I have a son at film school in L.A.--maybe I can take you to lunch sometime. Email me at saul_kerpelman@yahoo.com
Walldiver--
Hope you remember me from the Icos Board. That didn't turn out as planned, but it did lead me to this--I still remember the day a couple years ago you posted on the Icos board "Hey, you guys might want to check out Dendreon".
I did and eventually (averaging down--drat it) accumulated 300,000 shares (last 100,000 at 4.60-4.04 last two weeks).

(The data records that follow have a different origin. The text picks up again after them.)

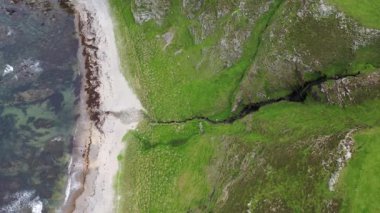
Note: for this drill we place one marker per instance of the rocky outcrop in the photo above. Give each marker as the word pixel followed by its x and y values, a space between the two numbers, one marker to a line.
pixel 304 42
pixel 146 10
pixel 349 90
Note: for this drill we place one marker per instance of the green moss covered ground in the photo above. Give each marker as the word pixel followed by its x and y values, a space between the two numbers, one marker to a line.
pixel 279 158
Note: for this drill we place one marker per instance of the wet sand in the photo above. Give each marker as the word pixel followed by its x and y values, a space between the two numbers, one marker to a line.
pixel 105 98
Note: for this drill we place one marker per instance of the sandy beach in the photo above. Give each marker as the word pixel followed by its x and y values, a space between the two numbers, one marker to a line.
pixel 108 109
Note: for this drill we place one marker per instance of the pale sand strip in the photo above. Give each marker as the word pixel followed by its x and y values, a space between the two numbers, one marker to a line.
pixel 90 187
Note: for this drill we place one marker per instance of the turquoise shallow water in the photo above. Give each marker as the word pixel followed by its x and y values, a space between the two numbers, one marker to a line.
pixel 39 89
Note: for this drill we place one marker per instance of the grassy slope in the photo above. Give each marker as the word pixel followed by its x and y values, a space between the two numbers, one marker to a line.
pixel 366 11
pixel 361 186
pixel 171 87
pixel 174 168
pixel 169 167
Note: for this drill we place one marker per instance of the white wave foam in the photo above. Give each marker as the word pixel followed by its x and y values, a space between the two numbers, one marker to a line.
pixel 8 69
pixel 21 201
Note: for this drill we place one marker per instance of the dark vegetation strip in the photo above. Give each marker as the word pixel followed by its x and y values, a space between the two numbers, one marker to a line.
pixel 256 37
pixel 298 95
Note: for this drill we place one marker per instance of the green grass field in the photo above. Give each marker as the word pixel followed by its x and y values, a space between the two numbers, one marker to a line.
pixel 173 168
pixel 365 11
pixel 360 184
pixel 174 86
pixel 279 157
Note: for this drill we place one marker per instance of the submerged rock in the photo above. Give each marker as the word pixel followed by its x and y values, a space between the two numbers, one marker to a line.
pixel 27 71
pixel 32 95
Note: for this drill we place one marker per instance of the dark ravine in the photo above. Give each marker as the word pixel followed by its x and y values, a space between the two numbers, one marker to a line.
pixel 298 95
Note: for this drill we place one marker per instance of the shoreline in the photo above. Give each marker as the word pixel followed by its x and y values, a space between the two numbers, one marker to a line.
pixel 105 97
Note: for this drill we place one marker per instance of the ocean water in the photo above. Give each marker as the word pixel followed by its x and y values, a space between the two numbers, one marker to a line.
pixel 39 88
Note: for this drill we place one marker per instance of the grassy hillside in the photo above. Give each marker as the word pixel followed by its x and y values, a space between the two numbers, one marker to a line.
pixel 193 61
pixel 271 159
pixel 365 11
pixel 360 186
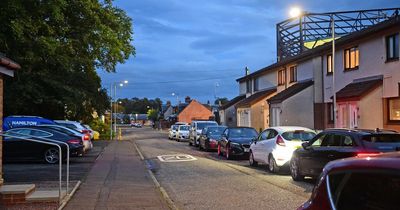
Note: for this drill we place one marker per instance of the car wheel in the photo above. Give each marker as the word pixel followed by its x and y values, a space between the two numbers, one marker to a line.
pixel 228 152
pixel 272 165
pixel 295 170
pixel 51 155
pixel 251 160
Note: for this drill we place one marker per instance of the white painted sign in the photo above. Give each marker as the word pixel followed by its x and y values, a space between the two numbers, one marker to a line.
pixel 176 158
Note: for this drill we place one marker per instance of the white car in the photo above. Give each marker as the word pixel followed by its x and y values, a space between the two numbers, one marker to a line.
pixel 172 132
pixel 275 145
pixel 183 133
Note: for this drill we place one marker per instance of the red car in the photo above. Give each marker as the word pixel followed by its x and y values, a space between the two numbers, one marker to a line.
pixel 368 183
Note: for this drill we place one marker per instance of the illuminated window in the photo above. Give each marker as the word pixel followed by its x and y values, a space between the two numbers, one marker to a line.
pixel 293 74
pixel 394 109
pixel 281 77
pixel 392 47
pixel 329 69
pixel 351 58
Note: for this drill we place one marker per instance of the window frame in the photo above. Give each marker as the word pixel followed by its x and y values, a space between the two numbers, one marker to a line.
pixel 293 74
pixel 347 56
pixel 329 71
pixel 395 47
pixel 389 120
pixel 281 77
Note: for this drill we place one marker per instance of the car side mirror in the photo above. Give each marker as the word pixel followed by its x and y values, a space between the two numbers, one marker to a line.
pixel 305 145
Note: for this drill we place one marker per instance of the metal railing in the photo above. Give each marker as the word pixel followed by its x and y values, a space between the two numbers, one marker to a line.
pixel 53 143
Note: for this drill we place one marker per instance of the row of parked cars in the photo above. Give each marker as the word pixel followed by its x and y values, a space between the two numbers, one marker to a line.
pixel 36 138
pixel 356 168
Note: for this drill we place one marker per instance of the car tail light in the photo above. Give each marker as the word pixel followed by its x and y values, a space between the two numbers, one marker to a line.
pixel 86 137
pixel 73 141
pixel 279 141
pixel 367 154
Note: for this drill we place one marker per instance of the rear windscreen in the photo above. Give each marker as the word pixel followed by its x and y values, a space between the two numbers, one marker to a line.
pixel 382 138
pixel 298 135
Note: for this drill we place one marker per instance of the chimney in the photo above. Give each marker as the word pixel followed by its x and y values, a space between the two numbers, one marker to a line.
pixel 187 99
pixel 247 71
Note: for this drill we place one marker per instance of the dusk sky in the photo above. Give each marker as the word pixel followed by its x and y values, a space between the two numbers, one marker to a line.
pixel 198 48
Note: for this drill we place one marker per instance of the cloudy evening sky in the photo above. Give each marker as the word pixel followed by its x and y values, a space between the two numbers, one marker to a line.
pixel 198 48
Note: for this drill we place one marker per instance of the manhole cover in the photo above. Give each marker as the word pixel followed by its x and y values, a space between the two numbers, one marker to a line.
pixel 176 158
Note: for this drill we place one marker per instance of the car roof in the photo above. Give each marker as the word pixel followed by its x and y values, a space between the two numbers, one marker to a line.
pixel 282 129
pixel 388 160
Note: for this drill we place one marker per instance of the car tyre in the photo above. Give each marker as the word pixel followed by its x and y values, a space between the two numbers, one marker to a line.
pixel 295 171
pixel 272 166
pixel 51 155
pixel 251 159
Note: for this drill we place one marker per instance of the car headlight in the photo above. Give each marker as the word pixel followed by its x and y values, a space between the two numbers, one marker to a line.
pixel 235 144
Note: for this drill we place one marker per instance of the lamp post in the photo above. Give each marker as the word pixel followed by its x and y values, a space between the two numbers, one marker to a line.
pixel 114 85
pixel 297 12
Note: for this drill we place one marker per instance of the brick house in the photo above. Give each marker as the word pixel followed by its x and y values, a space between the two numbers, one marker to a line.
pixel 194 111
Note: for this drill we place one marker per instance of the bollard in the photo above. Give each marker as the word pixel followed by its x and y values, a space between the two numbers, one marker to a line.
pixel 119 134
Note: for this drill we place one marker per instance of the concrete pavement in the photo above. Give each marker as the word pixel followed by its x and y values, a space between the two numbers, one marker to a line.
pixel 118 180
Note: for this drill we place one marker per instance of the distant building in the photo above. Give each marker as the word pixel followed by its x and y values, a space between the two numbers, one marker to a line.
pixel 194 111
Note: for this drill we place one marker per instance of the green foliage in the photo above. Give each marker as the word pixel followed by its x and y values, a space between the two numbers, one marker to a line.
pixel 60 45
pixel 152 114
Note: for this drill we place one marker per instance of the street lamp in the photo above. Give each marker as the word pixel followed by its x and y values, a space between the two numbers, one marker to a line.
pixel 114 85
pixel 297 12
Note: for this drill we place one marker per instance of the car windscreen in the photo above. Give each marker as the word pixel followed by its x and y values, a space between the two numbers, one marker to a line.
pixel 215 131
pixel 298 135
pixel 242 133
pixel 365 190
pixel 383 141
pixel 200 126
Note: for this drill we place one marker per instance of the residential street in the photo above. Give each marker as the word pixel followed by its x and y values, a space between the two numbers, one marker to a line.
pixel 211 182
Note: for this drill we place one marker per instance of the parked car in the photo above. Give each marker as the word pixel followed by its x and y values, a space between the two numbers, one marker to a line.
pixel 172 132
pixel 274 146
pixel 73 125
pixel 21 121
pixel 335 144
pixel 236 141
pixel 16 147
pixel 210 136
pixel 182 133
pixel 87 142
pixel 195 130
pixel 367 183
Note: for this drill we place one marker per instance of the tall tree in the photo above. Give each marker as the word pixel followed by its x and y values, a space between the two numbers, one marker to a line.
pixel 60 44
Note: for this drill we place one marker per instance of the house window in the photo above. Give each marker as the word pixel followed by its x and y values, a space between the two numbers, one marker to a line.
pixel 329 68
pixel 394 109
pixel 392 47
pixel 293 74
pixel 255 85
pixel 331 113
pixel 351 58
pixel 281 77
pixel 248 86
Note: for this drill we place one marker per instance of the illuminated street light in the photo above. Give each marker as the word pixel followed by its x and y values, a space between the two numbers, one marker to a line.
pixel 295 12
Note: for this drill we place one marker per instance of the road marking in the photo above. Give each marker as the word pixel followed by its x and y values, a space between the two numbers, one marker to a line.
pixel 176 158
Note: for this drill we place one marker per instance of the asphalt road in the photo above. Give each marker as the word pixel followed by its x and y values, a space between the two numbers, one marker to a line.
pixel 211 182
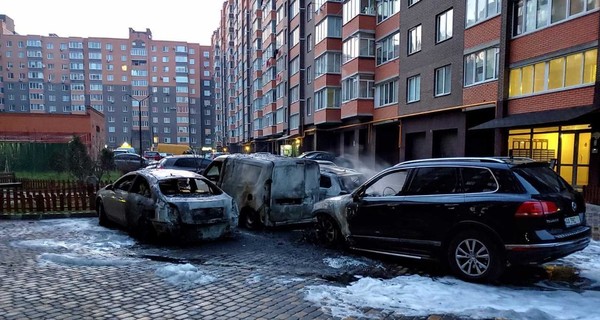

Sooooo--only appropriate to give you a big public thank you and also an acknowledgement of your fantastic leadership on this Board, your wide knowledge of the sector and the science, and of Dendreon in particular.
You are a great guy.
Saul
The panel didn't change the wording. Dr. Witten, who was the FDA representative at the meeting, saw that the first panel members asked to vote were having trouble with the question as worded in the briefing documents--"Has the efficacy of provenge been established?". The first 2 voters said that to them "established" meant with 100% certainty as they understood that term as doctors and scientists. Dr. Mule then asked whether that was a higher standard than the law required--and then Dr. Witten said that what the FDA wanted the panel to answer was whether the company had offered substantial evidence of the drug's efficacy--which she said was what the FDA needed to determine under the law.
Thus the FDA--in the person of its representative, Dr. Witten--changed the question.
With the newly clarified question to answer only the ODAC representatives on the panel had any trouble voting yes.
All 13 yes votes were enthusiastic that there was in fact substantial evidence of efficacy.
I believe Provenge will be approved with a requirement that 9902b be completed and reported.